Australian Gay Politician Gets Married in Spain
A prominent gay Australian politician married his longtime partner Wednesday in southern Spain, two months after his country voted down a proposal to enact same-sex marriage legislation.
Ian Hunter, the social inclusion minister for the state of South Australia, said he was disappointed that his marriage to artist Leith Semmens won’t be legal in Australia, but said the two decided they couldn’t wait for their country to approve a gay marriage law.
"Without a doubt it’s inevitable in Australia, but you’re looking at six or seven years, and me and my partner weren’t willing to wait that long," Hunter said a few hours before he and Semmens were married at an art gallery in the town of Jun.
Mayor Jose Antonio Rodriguez officiated at the ceremony attended by more than a dozen friends and relatives. In accordance with a local tradition, the couple kissed for 17 seconds, which were counted out loud by the guests.
Hunter, 52, is believed to be the first sitting member of an Australian legislative body to marry a gay partner.
The former scientist has long been a vocal advocate for gay rights, and a lawmaker in the ruling Labor Party in the South Australian state legislature since 2006. He became a state Cabinet minister last year.
The party’s annual national conference in December 2011 reversed its opposition to gay marriage, but Prime Minister Julia Gillard remains opposed.
Legislation that would have recognized same-sex marriages was defeated in the House of Representatives in September in a 98-48 vote. While Gillard allows Labor lawmakers to vote however they choose on gay marriage legislation, opposition leader Tony Abbott, a staunch Roman Catholic, insists lawmakers in his conservative Liberal Party reject it.
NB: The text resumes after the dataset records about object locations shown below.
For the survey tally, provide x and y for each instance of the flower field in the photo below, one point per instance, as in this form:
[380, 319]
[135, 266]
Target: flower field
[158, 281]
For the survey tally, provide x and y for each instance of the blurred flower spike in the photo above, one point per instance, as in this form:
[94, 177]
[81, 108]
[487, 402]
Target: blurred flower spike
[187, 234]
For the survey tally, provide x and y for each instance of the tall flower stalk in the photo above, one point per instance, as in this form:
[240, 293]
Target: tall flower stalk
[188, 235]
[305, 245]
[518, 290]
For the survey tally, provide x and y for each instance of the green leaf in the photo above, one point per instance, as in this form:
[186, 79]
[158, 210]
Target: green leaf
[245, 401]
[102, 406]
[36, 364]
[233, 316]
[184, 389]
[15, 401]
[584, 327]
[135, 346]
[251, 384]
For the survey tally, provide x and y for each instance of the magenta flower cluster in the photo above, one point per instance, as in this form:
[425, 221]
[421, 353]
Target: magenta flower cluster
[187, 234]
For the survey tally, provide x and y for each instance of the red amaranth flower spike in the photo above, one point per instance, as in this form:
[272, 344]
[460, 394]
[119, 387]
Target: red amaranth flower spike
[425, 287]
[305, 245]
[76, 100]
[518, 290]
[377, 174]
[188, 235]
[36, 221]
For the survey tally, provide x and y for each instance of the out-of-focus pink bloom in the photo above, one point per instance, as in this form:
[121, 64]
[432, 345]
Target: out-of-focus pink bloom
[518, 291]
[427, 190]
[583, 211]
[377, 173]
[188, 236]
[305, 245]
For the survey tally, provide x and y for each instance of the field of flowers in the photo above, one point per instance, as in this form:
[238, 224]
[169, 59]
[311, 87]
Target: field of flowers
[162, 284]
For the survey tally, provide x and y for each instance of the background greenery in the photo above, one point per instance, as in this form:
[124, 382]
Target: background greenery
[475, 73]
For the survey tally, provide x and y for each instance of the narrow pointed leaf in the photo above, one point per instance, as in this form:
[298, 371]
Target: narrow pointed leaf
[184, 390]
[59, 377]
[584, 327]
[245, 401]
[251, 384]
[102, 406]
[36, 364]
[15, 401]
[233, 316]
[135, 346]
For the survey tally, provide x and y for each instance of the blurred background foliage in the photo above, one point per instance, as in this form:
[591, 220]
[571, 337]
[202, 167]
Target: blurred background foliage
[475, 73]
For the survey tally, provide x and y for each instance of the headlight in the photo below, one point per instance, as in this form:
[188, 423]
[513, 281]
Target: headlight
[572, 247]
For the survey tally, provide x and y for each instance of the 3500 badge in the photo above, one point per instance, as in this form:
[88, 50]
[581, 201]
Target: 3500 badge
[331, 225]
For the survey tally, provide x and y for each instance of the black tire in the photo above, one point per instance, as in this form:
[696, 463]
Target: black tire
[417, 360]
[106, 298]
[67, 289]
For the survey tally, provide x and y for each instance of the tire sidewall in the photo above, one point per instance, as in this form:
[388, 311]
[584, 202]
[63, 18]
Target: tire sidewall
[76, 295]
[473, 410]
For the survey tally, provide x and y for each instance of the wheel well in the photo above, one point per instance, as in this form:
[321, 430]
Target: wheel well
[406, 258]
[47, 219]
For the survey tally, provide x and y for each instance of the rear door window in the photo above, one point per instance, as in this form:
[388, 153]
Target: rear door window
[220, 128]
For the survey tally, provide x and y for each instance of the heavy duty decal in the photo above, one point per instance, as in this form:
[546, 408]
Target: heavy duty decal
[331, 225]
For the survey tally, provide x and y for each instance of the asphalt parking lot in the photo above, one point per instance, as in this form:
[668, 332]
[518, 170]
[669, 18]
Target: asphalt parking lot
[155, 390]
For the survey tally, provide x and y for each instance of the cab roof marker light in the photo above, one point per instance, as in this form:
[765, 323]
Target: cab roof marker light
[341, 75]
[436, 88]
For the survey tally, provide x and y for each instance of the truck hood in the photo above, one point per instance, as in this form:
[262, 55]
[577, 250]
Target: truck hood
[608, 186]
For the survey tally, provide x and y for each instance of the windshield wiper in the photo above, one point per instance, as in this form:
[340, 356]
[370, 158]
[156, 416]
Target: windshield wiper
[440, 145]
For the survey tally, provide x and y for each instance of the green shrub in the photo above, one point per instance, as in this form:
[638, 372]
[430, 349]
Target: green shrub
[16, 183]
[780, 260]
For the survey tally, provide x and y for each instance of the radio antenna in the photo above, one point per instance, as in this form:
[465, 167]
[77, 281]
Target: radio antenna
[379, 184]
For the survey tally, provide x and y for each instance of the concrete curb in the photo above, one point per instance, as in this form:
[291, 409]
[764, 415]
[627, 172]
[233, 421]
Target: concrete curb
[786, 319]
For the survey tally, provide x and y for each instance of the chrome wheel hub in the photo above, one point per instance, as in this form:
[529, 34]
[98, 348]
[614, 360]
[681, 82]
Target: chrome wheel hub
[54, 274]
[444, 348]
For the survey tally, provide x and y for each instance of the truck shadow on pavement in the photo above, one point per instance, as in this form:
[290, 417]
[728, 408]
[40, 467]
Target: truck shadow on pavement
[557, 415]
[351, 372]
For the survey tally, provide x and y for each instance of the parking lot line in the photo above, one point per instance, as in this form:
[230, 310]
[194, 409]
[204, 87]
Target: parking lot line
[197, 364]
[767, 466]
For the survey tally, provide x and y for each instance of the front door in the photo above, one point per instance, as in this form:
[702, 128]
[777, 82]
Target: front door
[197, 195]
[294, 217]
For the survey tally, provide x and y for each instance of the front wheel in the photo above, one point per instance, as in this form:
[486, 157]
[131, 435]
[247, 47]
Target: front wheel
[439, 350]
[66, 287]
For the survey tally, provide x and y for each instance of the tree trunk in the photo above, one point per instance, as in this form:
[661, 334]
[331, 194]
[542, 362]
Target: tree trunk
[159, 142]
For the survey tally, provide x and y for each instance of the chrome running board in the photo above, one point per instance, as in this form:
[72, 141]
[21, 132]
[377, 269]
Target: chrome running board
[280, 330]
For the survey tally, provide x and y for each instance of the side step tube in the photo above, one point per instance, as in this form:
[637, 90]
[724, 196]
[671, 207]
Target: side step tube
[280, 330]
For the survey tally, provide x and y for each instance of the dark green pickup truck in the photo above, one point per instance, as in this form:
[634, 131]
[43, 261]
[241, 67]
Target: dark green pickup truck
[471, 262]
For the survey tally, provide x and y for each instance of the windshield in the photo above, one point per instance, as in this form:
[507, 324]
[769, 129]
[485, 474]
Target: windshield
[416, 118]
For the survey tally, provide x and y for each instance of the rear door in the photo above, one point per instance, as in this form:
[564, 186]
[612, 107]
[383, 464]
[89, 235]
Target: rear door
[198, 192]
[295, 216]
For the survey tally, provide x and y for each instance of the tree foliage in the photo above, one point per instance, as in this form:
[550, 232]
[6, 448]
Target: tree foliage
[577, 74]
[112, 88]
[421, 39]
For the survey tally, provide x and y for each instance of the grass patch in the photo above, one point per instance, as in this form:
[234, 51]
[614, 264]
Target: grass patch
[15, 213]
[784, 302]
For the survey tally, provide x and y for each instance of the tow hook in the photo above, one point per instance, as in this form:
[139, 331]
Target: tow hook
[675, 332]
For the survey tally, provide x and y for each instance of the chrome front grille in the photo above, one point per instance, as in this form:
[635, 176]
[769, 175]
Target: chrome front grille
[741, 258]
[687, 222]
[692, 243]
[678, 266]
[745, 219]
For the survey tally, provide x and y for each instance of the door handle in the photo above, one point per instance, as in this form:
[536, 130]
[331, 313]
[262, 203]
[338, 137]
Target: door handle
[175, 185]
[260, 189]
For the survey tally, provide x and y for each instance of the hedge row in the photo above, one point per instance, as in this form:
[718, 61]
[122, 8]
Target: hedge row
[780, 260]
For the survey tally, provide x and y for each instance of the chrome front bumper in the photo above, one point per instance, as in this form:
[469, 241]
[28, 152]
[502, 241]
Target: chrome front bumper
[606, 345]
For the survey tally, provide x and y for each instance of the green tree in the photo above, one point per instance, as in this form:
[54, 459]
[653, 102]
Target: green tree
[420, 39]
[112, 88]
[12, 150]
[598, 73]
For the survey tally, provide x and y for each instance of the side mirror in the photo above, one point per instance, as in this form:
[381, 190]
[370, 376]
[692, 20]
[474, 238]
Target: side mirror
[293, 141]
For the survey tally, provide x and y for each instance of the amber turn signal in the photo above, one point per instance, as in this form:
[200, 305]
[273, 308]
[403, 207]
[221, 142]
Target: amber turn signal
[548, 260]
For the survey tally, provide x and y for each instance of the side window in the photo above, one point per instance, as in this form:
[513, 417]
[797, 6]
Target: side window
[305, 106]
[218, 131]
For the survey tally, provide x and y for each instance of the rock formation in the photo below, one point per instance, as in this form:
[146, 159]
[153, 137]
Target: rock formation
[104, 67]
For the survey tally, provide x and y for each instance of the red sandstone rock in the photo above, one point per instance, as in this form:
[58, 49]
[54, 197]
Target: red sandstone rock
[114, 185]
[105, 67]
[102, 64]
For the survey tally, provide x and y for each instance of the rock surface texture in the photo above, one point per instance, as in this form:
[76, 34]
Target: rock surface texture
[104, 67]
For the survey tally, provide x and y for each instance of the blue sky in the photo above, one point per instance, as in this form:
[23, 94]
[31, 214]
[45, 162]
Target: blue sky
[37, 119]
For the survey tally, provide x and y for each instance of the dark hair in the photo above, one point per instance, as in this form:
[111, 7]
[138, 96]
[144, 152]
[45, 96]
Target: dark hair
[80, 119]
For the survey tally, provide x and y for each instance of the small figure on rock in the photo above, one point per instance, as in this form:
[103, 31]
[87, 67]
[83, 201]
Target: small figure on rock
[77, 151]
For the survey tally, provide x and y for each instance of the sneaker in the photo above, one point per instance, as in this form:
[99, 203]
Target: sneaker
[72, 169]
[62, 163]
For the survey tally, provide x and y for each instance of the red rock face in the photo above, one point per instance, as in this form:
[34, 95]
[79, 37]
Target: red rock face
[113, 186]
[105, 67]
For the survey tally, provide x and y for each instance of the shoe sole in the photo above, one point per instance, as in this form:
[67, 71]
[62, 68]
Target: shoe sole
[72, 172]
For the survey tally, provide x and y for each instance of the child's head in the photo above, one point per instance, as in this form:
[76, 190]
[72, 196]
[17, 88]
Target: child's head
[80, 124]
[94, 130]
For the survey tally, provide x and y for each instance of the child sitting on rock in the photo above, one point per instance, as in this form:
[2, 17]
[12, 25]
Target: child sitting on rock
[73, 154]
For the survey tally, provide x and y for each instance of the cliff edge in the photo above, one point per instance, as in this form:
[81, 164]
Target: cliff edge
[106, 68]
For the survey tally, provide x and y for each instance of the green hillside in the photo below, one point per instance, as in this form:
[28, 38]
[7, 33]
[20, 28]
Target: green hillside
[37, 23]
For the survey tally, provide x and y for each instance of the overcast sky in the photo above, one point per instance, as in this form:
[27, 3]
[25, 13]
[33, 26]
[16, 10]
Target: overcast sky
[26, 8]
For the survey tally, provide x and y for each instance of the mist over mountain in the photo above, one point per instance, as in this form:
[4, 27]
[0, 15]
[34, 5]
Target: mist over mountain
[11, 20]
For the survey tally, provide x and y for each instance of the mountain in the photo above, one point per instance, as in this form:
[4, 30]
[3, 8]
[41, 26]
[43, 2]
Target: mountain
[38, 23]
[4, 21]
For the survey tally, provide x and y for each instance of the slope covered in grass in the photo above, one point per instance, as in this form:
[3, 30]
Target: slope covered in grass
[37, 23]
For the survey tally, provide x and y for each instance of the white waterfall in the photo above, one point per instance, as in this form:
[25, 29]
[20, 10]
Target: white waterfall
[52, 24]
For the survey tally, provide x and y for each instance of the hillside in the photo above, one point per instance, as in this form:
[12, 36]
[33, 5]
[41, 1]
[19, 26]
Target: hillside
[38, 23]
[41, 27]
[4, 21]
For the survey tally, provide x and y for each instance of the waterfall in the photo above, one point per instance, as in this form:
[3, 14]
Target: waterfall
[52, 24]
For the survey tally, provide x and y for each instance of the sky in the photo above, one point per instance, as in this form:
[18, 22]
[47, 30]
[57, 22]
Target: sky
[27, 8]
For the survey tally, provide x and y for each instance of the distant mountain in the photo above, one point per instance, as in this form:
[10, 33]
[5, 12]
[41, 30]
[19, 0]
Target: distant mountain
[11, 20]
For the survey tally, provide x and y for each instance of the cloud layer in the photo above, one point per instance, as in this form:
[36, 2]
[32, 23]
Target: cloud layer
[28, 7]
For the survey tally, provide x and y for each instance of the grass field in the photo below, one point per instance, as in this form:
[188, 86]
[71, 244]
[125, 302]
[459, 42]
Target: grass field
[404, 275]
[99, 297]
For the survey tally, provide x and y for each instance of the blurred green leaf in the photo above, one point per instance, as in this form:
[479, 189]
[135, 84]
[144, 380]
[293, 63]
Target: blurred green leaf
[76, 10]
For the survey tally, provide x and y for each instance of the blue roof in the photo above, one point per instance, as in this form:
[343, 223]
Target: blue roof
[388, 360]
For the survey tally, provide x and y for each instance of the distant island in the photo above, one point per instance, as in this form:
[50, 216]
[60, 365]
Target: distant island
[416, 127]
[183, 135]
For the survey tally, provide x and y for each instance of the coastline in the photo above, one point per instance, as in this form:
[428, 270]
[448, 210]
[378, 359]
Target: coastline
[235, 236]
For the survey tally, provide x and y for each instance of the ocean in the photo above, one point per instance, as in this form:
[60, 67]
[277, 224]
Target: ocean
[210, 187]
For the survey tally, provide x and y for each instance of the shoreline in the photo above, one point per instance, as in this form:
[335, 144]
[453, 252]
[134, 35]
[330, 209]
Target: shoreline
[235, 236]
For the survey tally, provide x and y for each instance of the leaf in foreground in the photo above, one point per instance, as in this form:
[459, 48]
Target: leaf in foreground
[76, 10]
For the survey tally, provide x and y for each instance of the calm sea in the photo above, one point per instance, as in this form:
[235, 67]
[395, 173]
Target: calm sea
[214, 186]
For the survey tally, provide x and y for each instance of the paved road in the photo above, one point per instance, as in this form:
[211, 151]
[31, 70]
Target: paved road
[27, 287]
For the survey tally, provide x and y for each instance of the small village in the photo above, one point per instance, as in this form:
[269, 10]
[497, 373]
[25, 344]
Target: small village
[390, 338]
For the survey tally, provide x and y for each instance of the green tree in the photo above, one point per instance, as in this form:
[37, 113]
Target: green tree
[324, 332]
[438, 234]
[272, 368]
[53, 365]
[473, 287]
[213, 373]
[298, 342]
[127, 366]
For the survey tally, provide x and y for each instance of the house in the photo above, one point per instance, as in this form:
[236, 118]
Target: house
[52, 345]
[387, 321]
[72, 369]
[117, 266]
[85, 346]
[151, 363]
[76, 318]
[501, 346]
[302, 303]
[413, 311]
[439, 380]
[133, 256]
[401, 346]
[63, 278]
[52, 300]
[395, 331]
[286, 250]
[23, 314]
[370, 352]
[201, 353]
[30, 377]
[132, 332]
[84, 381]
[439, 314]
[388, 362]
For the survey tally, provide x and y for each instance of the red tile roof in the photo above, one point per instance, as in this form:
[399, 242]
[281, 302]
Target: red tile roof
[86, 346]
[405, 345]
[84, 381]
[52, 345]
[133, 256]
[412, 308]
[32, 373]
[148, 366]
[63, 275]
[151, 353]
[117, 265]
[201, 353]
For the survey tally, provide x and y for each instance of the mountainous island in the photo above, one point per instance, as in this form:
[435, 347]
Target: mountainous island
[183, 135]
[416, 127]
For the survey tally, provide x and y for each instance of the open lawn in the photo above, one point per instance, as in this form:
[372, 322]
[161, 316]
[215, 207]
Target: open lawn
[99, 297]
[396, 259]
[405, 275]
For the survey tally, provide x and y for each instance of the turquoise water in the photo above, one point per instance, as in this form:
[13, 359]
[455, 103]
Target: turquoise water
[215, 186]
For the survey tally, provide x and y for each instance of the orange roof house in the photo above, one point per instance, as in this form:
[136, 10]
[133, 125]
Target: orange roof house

Opinion polls consistently show that most Australians support same-sex marriage. There are other same-sex marriage bills before the Australian Parliament which have yet to be voted on. Hunter thinks it will take years for Australian lawmakers who have staked out positions against gay marriage to change them, and for the election of new and younger parliament members supportive of gay marriage.
Hunter said he and Semmens married for love and commitment and not to push the gay marriage issue forward in Australia, but predicted their marriage "will of course have some impact on a political level in Australia."
Spain enacted its gay marriage law in 2005. The country’s top court approved it in an 8-3 vote in November, rejecting an appeal contending marriage in Spain’s constitution means only the union of a man and a woman.